If you've recently replaced your cell phone, you're not alone. More than half a billion cell phones were swapped for newer models in 2007, according to a study by the research firm Gartner. In the past, these phones might have been tossed in the garbage or just stashed in a drawer, but an increasing number of cell-phone vendors are promoting take-back programs, which make recycling an easier option for consumers. A discarded phone has a good chance of landing at ReCellular, the nation's largest cell-phone recycling facility, which is based in Dexter, MI. If the phone's in good shape, it'll be refurbished. Otherwise, it will head to Sims Recycling Solutions, a smelter outside of Chicago.

More than half a million phones are sorted...

More than half a million phones are sorted...

and tested at ReCellular each month, says Mike Newman, a vice president at the company.

Batteries are removed from the phones that don't work and recycled separately.

About 60 percent of the phones that arrive at ReCellular can be fixed up and sold again. Of these, 15 percent--the most commonly received models--are refurbished by ReCellular; the company sends the rest to other refurbishing sites in the United States and abroad. Newman says that a phone might come through his ­facility to be refurbished as many as three times.

The phones that can't be saved are sent to Sims Recycling Solutions, which receives more than 30,000 pounds of them each month. When the phones arrive, they are dumped onto a conveyor belt (above and below) that deposits them in a shredder.

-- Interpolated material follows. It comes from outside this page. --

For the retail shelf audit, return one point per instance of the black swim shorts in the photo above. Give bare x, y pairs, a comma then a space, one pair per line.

Shards of plastic, metal, and fiberglass are spit out the other side (below). The shredded phones are heated in ovens that incinerate the plastic. What's left goes into a melting furnace to produce a metal alloy covered with a brownish layer called slag, which consists mostly of silica. The slag is removed and later sold for use in shingles and road construction.

The remaining alloy is cooled into bars.

Workers sample the alloy to determine the percentage of precious metals. Sims sells these metal-alloy bars to other companies, which separate and purify the metals. Mark Glavin, a Sims vice president, says that the facility can recover 80 ounces of silver, eight ounces of gold, and three ounces of palladium from a ton of cell phones. That's about $1 of metal per phone.